- The paper introduces LUIVITON, a system that automates garment fitting by predicting clothing-to-SMPL and body-to-SMPL correspondences.
- It leverages a modified DiffusionNet and DINOv2-based features to achieve robust and precise garment simulations with improved Chamfer Distance and interpenetration ratios.
- LUIVITON extends virtual try-on technology to applications in animation and AR, offering scalable and realistic digital garment simulation.
LUIVITON: Learned Universal Interoperable VIrtual Try-ON
The paper introduces LUIVITON, a system designed for automated virtual try-on applications capable of handling complex garments on diverse humanoid characters. LUIVITON integrates geometric and diffusion-based approaches to handle the intricacies of clothing-to-body correspondence, leveraging the SMPL model as an intermediary representation.
Introduction
The modern rendering of avatars in various digital contexts often necessitates detailed and realistic garment simulation, which has been traditionally labor-intensive. LUIVITON addresses these challenges by automating the garment fitting process for humanoid 3D models irrespective of shape, pose, or style. This is achieved through novel methodologies for predicting correspondences between clothing and the SMPL model and the body to SMPL model mappings.
Methodology
System Overview
LUIVITON's framework is structured into three primary stages:
- Correspondence Prediction: This involves establishing clothing-to-SMPL and body-to-SMPL correspondences.
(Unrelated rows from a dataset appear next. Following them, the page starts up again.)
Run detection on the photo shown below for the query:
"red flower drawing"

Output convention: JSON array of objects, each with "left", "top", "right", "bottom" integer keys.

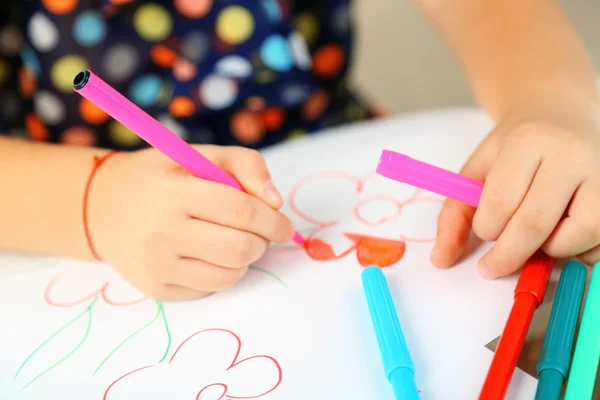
[
  {"left": 288, "top": 171, "right": 441, "bottom": 267},
  {"left": 103, "top": 329, "right": 283, "bottom": 400},
  {"left": 44, "top": 264, "right": 146, "bottom": 307}
]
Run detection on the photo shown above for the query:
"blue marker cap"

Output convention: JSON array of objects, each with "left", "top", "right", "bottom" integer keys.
[
  {"left": 536, "top": 261, "right": 587, "bottom": 399},
  {"left": 362, "top": 267, "right": 419, "bottom": 400}
]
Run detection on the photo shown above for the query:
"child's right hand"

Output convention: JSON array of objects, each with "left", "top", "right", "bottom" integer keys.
[{"left": 88, "top": 146, "right": 294, "bottom": 300}]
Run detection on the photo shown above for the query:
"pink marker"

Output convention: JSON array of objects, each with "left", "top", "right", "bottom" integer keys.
[
  {"left": 73, "top": 71, "right": 305, "bottom": 245},
  {"left": 377, "top": 150, "right": 483, "bottom": 207}
]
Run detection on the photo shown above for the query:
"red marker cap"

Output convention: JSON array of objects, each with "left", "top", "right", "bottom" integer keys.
[{"left": 515, "top": 251, "right": 554, "bottom": 308}]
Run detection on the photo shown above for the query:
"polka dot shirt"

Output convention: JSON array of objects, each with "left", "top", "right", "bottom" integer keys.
[{"left": 0, "top": 0, "right": 371, "bottom": 150}]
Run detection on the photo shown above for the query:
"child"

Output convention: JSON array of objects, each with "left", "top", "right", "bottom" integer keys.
[{"left": 0, "top": 0, "right": 600, "bottom": 299}]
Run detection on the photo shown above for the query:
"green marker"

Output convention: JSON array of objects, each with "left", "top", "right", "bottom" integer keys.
[{"left": 565, "top": 263, "right": 600, "bottom": 400}]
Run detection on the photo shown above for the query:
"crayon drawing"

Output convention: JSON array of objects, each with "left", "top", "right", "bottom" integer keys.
[
  {"left": 288, "top": 171, "right": 441, "bottom": 268},
  {"left": 103, "top": 329, "right": 283, "bottom": 400},
  {"left": 13, "top": 266, "right": 171, "bottom": 390}
]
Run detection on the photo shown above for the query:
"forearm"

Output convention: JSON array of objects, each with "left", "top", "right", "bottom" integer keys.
[
  {"left": 0, "top": 137, "right": 106, "bottom": 259},
  {"left": 417, "top": 0, "right": 599, "bottom": 119}
]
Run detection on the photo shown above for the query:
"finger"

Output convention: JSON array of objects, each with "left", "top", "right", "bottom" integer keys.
[
  {"left": 577, "top": 246, "right": 600, "bottom": 267},
  {"left": 163, "top": 258, "right": 248, "bottom": 293},
  {"left": 473, "top": 146, "right": 542, "bottom": 241},
  {"left": 175, "top": 219, "right": 268, "bottom": 268},
  {"left": 197, "top": 146, "right": 283, "bottom": 210},
  {"left": 479, "top": 162, "right": 579, "bottom": 279},
  {"left": 431, "top": 136, "right": 497, "bottom": 268},
  {"left": 183, "top": 177, "right": 294, "bottom": 242},
  {"left": 542, "top": 181, "right": 600, "bottom": 258},
  {"left": 431, "top": 199, "right": 475, "bottom": 268}
]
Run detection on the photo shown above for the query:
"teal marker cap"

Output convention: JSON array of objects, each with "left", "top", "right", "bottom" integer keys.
[{"left": 537, "top": 261, "right": 587, "bottom": 380}]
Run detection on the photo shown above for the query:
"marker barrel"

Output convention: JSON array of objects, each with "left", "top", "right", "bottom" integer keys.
[
  {"left": 362, "top": 267, "right": 419, "bottom": 400},
  {"left": 535, "top": 261, "right": 587, "bottom": 400},
  {"left": 565, "top": 263, "right": 600, "bottom": 400}
]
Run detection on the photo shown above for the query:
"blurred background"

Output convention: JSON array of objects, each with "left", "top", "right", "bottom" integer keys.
[{"left": 354, "top": 0, "right": 600, "bottom": 113}]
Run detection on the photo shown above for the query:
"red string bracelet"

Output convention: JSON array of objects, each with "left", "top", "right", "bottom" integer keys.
[{"left": 83, "top": 150, "right": 119, "bottom": 261}]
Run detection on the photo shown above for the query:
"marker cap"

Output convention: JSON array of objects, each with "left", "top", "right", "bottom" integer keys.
[
  {"left": 515, "top": 251, "right": 555, "bottom": 307},
  {"left": 362, "top": 267, "right": 414, "bottom": 378},
  {"left": 537, "top": 261, "right": 587, "bottom": 379}
]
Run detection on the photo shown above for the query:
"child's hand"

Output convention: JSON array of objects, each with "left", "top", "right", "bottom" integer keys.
[
  {"left": 88, "top": 146, "right": 293, "bottom": 300},
  {"left": 432, "top": 104, "right": 600, "bottom": 279}
]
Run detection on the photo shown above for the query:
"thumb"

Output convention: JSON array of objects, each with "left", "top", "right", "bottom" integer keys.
[
  {"left": 195, "top": 146, "right": 283, "bottom": 210},
  {"left": 431, "top": 140, "right": 495, "bottom": 268}
]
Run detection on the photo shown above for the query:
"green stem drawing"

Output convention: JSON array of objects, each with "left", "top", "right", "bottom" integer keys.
[
  {"left": 18, "top": 296, "right": 98, "bottom": 391},
  {"left": 156, "top": 301, "right": 171, "bottom": 364},
  {"left": 92, "top": 300, "right": 171, "bottom": 376},
  {"left": 250, "top": 265, "right": 290, "bottom": 290},
  {"left": 92, "top": 302, "right": 161, "bottom": 376}
]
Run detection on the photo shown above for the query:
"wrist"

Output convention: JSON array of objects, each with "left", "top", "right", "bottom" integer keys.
[{"left": 82, "top": 151, "right": 120, "bottom": 261}]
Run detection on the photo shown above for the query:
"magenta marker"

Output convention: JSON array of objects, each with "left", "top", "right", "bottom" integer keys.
[
  {"left": 377, "top": 150, "right": 483, "bottom": 207},
  {"left": 73, "top": 71, "right": 305, "bottom": 245}
]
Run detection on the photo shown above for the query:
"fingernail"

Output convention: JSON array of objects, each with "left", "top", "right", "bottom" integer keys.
[
  {"left": 478, "top": 264, "right": 497, "bottom": 281},
  {"left": 264, "top": 180, "right": 283, "bottom": 203}
]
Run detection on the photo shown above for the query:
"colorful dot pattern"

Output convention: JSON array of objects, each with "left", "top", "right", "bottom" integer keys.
[{"left": 0, "top": 0, "right": 371, "bottom": 150}]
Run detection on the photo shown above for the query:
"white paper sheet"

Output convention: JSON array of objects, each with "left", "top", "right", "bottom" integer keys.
[{"left": 0, "top": 110, "right": 535, "bottom": 400}]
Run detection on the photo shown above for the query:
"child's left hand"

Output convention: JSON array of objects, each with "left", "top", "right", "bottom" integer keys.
[{"left": 431, "top": 99, "right": 600, "bottom": 279}]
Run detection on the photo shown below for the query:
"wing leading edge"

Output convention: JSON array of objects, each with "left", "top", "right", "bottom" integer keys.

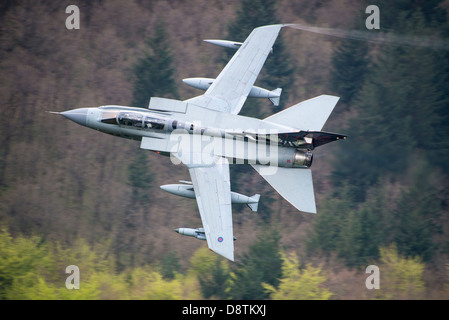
[{"left": 186, "top": 24, "right": 283, "bottom": 114}]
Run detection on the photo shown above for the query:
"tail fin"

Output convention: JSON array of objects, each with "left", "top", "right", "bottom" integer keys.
[
  {"left": 251, "top": 164, "right": 316, "bottom": 213},
  {"left": 264, "top": 95, "right": 340, "bottom": 131},
  {"left": 268, "top": 88, "right": 282, "bottom": 107},
  {"left": 246, "top": 194, "right": 260, "bottom": 212}
]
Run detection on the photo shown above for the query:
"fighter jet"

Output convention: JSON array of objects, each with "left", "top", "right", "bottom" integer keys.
[{"left": 55, "top": 25, "right": 346, "bottom": 261}]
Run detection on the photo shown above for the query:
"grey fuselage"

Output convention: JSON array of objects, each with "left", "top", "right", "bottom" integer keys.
[{"left": 61, "top": 105, "right": 312, "bottom": 167}]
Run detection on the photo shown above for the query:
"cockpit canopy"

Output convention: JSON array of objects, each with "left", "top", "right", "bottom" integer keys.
[{"left": 101, "top": 111, "right": 167, "bottom": 130}]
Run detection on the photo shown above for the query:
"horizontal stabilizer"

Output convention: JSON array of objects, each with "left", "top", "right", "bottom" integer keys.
[
  {"left": 251, "top": 164, "right": 316, "bottom": 213},
  {"left": 264, "top": 95, "right": 340, "bottom": 131}
]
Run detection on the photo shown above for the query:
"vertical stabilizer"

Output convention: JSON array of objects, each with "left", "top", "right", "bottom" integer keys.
[{"left": 264, "top": 95, "right": 340, "bottom": 131}]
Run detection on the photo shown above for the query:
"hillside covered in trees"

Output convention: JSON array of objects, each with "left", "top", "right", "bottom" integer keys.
[{"left": 0, "top": 0, "right": 449, "bottom": 300}]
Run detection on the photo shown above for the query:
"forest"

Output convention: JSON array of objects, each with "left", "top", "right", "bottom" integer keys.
[{"left": 0, "top": 0, "right": 449, "bottom": 300}]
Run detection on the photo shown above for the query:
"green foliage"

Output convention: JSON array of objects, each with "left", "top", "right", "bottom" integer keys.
[
  {"left": 263, "top": 253, "right": 332, "bottom": 300},
  {"left": 229, "top": 228, "right": 282, "bottom": 299},
  {"left": 376, "top": 245, "right": 424, "bottom": 299},
  {"left": 190, "top": 248, "right": 230, "bottom": 299},
  {"left": 391, "top": 161, "right": 442, "bottom": 262},
  {"left": 329, "top": 40, "right": 370, "bottom": 105},
  {"left": 132, "top": 21, "right": 178, "bottom": 108},
  {"left": 128, "top": 150, "right": 154, "bottom": 204}
]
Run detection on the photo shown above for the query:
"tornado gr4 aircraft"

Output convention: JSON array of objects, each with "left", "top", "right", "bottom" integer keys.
[{"left": 60, "top": 25, "right": 346, "bottom": 261}]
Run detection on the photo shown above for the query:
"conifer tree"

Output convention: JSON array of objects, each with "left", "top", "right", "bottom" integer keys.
[{"left": 132, "top": 22, "right": 178, "bottom": 108}]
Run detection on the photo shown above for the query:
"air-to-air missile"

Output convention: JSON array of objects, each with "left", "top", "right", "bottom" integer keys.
[
  {"left": 175, "top": 228, "right": 237, "bottom": 241},
  {"left": 161, "top": 180, "right": 260, "bottom": 212}
]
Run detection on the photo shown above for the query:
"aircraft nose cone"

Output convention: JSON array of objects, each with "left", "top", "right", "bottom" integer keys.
[{"left": 61, "top": 108, "right": 89, "bottom": 126}]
- Registration: Aligning the SMPL model to clothing and adapting it to various body types using SMPL+D.
- Simulation: Final garment fitting follows through a neural cloth simulator.
Figure 1: The overview of our LUIVITON system.
Clothing-SMPL Correspondence
A modified DiffusionNet predicts UV coordinates for clothing vertices, facilitating robust partial-to-complete mappings.
Figure 2: The clothing-SMPL correspondence module utilizes an adapted DiffusionNet.
Body-SMPL Correspondence
The use of diffusion models, combined with pre-trained semantic features from DINOv2, allows for precise body-SMPL correspondence, overcoming challenges associated with extreme body proportions and diverse poses.
Figure 3: Our system computes correspondence using a feature aggregation module combined with noise filtering.
Experiments and Results
Qualitative assessments on a range of garments and humanoid bodies demonstrate LUIVITON's ability to deliver plausible results across various configurations.
Figure 4: Garments are accurately draped on different humanoid bodies in diverse poses.
Comparative Analysis
Compared to existing methods like DrapeNet and ISP, LUIVITON outperforms in terms of Chamfer Distance and Interpenetration Ratios, highlighting its superior ability to handle complex garment simulations without manual intervention.
Figure 5: Qualitative comparisons with DrapeNet and ISP.
Correspondence and Registration Evaluation
LUIVITON shows a substantial improvement over baseline models for both clothing-SMPL and body-SMPL correspondence outcomes, resulting in lower errors and higher precision in fitting.
Figure 6: Comparison showing the accuracy of clothing-SMPL correspondences.
Applications and Limitations
LUIVITON extends its utility to various applications, including animation and AR environments, by offering comprehensive customization of garment sizes. However, the current implementation faces limitations with non-humanoid shapes and hard material garments.
Figure 7: The system is applicable to animation tasks, fitting clothing for characters seamlessly.
Conclusion
LUIVITON presents a significant advancement in virtual try-on technology, using innovative approaches to address traditional challenges in garment fitting. It achieves broad applicability and robust generalization across a myriad range of avatars and garment types. This system not only promises to streamline the process of virtual garment fitting but also paves the way for future improvements in handling more intricate and varied garment types beyond the constraints of current methodologies. Future endeavors could focus on direct clothing-to-body mappings, bypassing intermediate models like SMPL, enhancing the efficiency and scalability of the approach.